Name: Constance Stevenson

Current Status: Alumni

Graduation Year: 2013

It all began one night in jail when Constance Stevenson (BS '13) cried out desperately to God after learning of the death of her ex-husband. In that raw, humble moment, Constance was saved and delivered from a life of crime and addiction. After that initial encounter with God, she knew her life would never be the same.

“I was radically changed from the inside out, something that I could never do for myself no matter how hard I tried. God reached down with love, grace and mercy; he touched my heart and changed me forever,” says Stevenson.

Although still incarcerated, she immediately began to envision a way to help others that also had lived a life of crime, and started developing the blueprint for a non-profit organization.

When she was released from jail, Constance hit the ground running. She founded The Christian House Ministries (TCHM) in 2010, and shortly thereafter applied to HIU's online program in Biblical Studies. “I really prayed hard about which college God wanted me to attend because I wanted my education to further this ministry. My heart was drawn to HIU, and to be honest, it was the only one that felt right,” Stevenson explains of her choice to enroll at HIU.

In 2013, Stevenson graduated from HIU, earning Bachelor of Arts degree. Constance says that at Hope she earned much more as well, “My HIU experience increased my confidence and has opened other doors as well.”

Constance continually draws from her heartache, redemption, and education to further God’s Kingdom through The Christian House Ministries (TCHM). TCHM's mission is to assist men and women who have been released from prison in rebuilding their lives, equip them to re-enter society as productive members who will contribute to the community, and prepare them to care for their individual families. The Christian House Ministries encompasses several programs and services that assist men and women in that transition, including bible studies, counseling, housing, and job placement assistance.

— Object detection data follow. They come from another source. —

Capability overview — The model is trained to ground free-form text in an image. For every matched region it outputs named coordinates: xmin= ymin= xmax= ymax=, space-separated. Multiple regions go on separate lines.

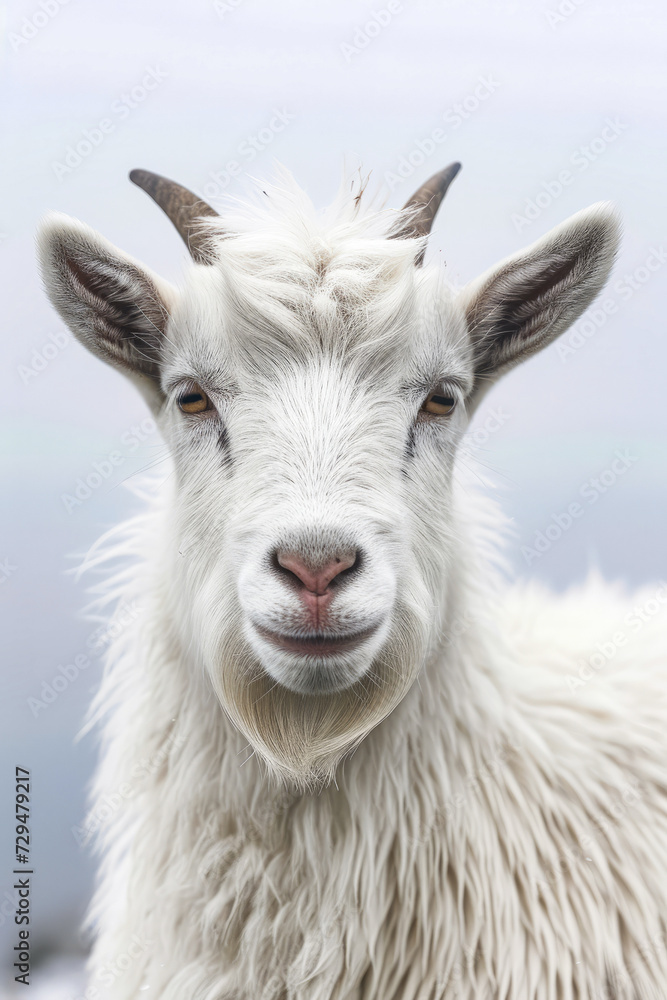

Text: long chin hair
xmin=209 ymin=602 xmax=428 ymax=791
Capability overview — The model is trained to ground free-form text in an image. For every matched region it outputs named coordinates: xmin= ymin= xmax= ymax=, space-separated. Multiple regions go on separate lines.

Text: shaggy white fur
xmin=41 ymin=172 xmax=667 ymax=1000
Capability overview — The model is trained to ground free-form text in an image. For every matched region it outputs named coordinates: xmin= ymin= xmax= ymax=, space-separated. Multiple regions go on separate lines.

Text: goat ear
xmin=37 ymin=213 xmax=174 ymax=408
xmin=460 ymin=202 xmax=620 ymax=399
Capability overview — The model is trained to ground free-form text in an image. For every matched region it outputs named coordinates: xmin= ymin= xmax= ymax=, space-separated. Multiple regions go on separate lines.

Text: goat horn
xmin=394 ymin=163 xmax=461 ymax=267
xmin=130 ymin=170 xmax=218 ymax=264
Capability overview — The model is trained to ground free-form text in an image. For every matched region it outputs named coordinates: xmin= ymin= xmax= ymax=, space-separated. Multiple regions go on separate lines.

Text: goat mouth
xmin=255 ymin=625 xmax=377 ymax=656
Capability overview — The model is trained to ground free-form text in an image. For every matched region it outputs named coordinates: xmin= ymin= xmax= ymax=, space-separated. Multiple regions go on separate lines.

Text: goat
xmin=39 ymin=164 xmax=667 ymax=1000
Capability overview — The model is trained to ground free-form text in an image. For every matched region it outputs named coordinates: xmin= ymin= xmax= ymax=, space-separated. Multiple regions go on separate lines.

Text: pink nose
xmin=276 ymin=552 xmax=357 ymax=597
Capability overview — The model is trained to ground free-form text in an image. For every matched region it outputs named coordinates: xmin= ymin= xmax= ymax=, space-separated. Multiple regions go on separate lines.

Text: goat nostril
xmin=272 ymin=550 xmax=360 ymax=595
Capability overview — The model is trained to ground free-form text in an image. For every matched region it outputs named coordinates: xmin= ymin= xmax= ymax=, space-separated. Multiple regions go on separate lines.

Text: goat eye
xmin=422 ymin=392 xmax=456 ymax=417
xmin=178 ymin=385 xmax=211 ymax=413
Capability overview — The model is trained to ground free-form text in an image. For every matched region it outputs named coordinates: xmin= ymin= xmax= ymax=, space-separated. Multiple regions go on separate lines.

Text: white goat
xmin=40 ymin=164 xmax=667 ymax=1000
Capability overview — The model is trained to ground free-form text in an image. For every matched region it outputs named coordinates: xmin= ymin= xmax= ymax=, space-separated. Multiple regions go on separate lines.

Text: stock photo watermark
xmin=16 ymin=330 xmax=73 ymax=385
xmin=26 ymin=601 xmax=143 ymax=718
xmin=71 ymin=733 xmax=187 ymax=847
xmin=556 ymin=246 xmax=667 ymax=363
xmin=539 ymin=781 xmax=642 ymax=886
xmin=60 ymin=417 xmax=157 ymax=514
xmin=521 ymin=448 xmax=639 ymax=566
xmin=511 ymin=116 xmax=630 ymax=233
xmin=51 ymin=66 xmax=169 ymax=181
xmin=566 ymin=581 xmax=667 ymax=694
xmin=197 ymin=108 xmax=296 ymax=200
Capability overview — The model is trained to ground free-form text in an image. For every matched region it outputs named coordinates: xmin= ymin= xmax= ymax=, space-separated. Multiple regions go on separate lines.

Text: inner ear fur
xmin=460 ymin=203 xmax=620 ymax=402
xmin=38 ymin=214 xmax=174 ymax=404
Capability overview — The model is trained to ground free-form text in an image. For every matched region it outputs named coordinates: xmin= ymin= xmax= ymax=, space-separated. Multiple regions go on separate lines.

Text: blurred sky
xmin=0 ymin=0 xmax=667 ymax=984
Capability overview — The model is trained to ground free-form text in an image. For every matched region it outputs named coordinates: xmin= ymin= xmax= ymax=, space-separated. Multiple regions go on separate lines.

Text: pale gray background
xmin=0 ymin=0 xmax=667 ymax=998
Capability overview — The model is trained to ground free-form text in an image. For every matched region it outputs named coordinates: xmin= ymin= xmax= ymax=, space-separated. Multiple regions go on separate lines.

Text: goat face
xmin=163 ymin=262 xmax=472 ymax=695
xmin=41 ymin=170 xmax=617 ymax=782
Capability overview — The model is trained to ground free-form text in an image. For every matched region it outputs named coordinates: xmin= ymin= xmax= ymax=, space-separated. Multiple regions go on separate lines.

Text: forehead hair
xmin=174 ymin=175 xmax=468 ymax=378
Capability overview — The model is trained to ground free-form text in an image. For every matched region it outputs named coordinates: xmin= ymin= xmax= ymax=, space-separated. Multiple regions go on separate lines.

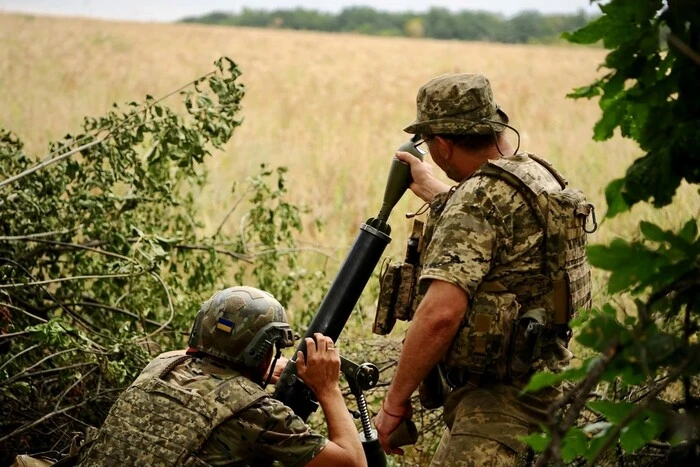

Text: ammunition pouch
xmin=372 ymin=219 xmax=423 ymax=336
xmin=445 ymin=282 xmax=520 ymax=381
xmin=508 ymin=308 xmax=547 ymax=381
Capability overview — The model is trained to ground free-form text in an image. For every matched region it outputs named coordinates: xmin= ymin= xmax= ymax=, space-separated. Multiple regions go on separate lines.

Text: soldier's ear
xmin=435 ymin=136 xmax=454 ymax=160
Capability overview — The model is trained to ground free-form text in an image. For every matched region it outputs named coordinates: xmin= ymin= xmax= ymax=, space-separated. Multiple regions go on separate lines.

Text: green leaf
xmin=605 ymin=178 xmax=630 ymax=219
xmin=639 ymin=221 xmax=666 ymax=242
xmin=620 ymin=420 xmax=651 ymax=452
xmin=678 ymin=219 xmax=698 ymax=242
xmin=566 ymin=83 xmax=600 ymax=99
xmin=588 ymin=400 xmax=635 ymax=425
xmin=560 ymin=427 xmax=588 ymax=462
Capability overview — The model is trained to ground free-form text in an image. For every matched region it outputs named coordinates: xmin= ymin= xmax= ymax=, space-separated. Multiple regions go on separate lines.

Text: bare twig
xmin=21 ymin=239 xmax=141 ymax=265
xmin=586 ymin=358 xmax=693 ymax=467
xmin=0 ymin=273 xmax=137 ymax=289
xmin=0 ymin=302 xmax=48 ymax=323
xmin=58 ymin=301 xmax=169 ymax=329
xmin=0 ymin=71 xmax=216 ymax=189
xmin=144 ymin=272 xmax=175 ymax=339
xmin=0 ymin=229 xmax=76 ymax=242
xmin=0 ymin=344 xmax=39 ymax=371
xmin=535 ymin=339 xmax=619 ymax=467
xmin=212 ymin=185 xmax=253 ymax=238
xmin=175 ymin=244 xmax=253 ymax=264
xmin=0 ymin=347 xmax=79 ymax=386
xmin=53 ymin=366 xmax=98 ymax=411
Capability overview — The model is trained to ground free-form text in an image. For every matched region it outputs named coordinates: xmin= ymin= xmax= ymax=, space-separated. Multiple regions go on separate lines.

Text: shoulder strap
xmin=474 ymin=159 xmax=548 ymax=228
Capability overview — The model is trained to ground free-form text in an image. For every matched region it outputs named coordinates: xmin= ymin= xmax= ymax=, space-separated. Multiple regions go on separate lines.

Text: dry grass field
xmin=0 ymin=11 xmax=700 ymax=308
xmin=0 ymin=14 xmax=700 ymax=467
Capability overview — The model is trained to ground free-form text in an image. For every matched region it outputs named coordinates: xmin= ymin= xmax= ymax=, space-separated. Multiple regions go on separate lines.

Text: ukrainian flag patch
xmin=216 ymin=318 xmax=234 ymax=334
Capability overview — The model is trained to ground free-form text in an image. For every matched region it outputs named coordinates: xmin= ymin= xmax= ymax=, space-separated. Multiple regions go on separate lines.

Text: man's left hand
xmin=265 ymin=357 xmax=289 ymax=384
xmin=374 ymin=400 xmax=413 ymax=456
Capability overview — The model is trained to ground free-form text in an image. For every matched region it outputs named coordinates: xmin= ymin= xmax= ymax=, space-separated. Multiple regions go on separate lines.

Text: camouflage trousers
xmin=430 ymin=384 xmax=560 ymax=467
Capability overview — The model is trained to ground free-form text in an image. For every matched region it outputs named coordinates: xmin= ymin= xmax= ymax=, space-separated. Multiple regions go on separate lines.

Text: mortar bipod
xmin=340 ymin=355 xmax=387 ymax=467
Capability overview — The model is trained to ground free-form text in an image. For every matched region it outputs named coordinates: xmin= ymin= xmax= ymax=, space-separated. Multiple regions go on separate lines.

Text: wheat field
xmin=0 ymin=14 xmax=700 ymax=306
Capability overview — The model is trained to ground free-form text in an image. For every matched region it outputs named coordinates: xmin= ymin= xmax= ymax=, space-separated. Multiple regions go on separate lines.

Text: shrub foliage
xmin=529 ymin=0 xmax=700 ymax=465
xmin=0 ymin=58 xmax=319 ymax=465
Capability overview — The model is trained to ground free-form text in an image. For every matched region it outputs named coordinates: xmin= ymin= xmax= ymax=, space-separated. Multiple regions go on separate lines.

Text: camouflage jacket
xmin=78 ymin=352 xmax=328 ymax=466
xmin=419 ymin=153 xmax=570 ymax=376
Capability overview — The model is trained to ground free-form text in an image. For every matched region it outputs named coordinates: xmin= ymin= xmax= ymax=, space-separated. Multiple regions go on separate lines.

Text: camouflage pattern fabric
xmin=78 ymin=352 xmax=327 ymax=466
xmin=404 ymin=73 xmax=508 ymax=135
xmin=430 ymin=383 xmax=561 ymax=467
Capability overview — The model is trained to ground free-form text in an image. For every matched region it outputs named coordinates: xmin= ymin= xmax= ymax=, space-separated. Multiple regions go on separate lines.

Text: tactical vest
xmin=78 ymin=355 xmax=267 ymax=467
xmin=374 ymin=155 xmax=595 ymax=386
xmin=445 ymin=155 xmax=595 ymax=384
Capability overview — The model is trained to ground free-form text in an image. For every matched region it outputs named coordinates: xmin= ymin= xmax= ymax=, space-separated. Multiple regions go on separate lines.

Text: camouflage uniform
xmin=420 ymin=154 xmax=563 ymax=466
xmin=405 ymin=74 xmax=584 ymax=466
xmin=78 ymin=352 xmax=328 ymax=466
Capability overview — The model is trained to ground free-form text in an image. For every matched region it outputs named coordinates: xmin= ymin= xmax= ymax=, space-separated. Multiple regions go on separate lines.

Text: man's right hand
xmin=297 ymin=332 xmax=340 ymax=399
xmin=396 ymin=151 xmax=450 ymax=203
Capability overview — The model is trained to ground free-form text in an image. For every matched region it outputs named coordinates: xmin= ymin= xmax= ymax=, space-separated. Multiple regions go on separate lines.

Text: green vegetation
xmin=182 ymin=7 xmax=592 ymax=43
xmin=529 ymin=0 xmax=700 ymax=465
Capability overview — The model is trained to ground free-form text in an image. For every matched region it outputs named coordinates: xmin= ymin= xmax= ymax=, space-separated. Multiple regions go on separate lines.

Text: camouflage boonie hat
xmin=404 ymin=73 xmax=508 ymax=135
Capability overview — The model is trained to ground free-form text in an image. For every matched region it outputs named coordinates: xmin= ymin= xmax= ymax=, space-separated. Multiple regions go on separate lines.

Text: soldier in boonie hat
xmin=404 ymin=73 xmax=508 ymax=135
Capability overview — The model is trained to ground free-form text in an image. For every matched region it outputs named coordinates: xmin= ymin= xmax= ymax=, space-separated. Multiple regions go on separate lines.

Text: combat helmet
xmin=189 ymin=286 xmax=294 ymax=368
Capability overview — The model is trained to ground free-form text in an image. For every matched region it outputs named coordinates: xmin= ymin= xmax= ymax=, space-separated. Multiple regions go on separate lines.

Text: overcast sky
xmin=0 ymin=0 xmax=598 ymax=21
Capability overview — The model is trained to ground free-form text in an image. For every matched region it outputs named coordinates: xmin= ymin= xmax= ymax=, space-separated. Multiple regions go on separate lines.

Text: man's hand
xmin=396 ymin=151 xmax=450 ymax=203
xmin=297 ymin=332 xmax=340 ymax=399
xmin=374 ymin=400 xmax=413 ymax=456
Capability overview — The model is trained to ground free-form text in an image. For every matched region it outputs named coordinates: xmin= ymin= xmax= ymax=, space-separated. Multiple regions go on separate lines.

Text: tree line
xmin=181 ymin=7 xmax=594 ymax=43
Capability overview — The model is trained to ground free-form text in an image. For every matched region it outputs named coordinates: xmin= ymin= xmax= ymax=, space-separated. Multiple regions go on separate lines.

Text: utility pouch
xmin=445 ymin=282 xmax=520 ymax=381
xmin=372 ymin=262 xmax=400 ymax=336
xmin=508 ymin=308 xmax=547 ymax=380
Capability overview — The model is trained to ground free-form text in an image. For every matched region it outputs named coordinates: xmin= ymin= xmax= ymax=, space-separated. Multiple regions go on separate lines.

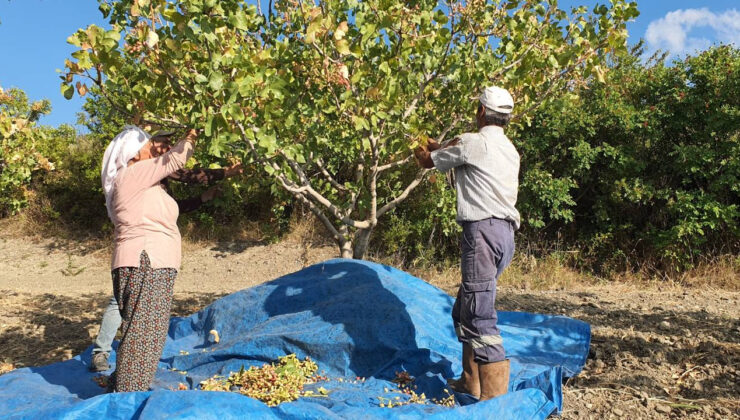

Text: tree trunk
xmin=339 ymin=241 xmax=352 ymax=258
xmin=352 ymin=228 xmax=373 ymax=260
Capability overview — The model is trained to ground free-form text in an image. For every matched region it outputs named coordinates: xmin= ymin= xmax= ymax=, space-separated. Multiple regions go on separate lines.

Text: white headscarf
xmin=100 ymin=125 xmax=151 ymax=220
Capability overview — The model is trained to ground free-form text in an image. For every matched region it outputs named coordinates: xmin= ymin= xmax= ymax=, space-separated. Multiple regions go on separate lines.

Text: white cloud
xmin=645 ymin=8 xmax=740 ymax=57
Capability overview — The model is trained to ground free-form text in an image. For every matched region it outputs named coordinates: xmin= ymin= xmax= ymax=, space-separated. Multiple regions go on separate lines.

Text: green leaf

“The skills I received while at HIU have empowered me to effectively counsel the people who come into our program, connect with other organizations in our community, and partner with other mental health agencies and the Department of Corrections,” states Constance.

Over the past 6 years, Constance and her TCHM team have housed 42 men and women, helped reconcile relationships with children and families, and provided the counseling and mentorship needed to point wayward lives in a better direction. In the near future, Constance is planning to launch a second organization to compliment TCHM’s housing services as they currently only have one housing facility.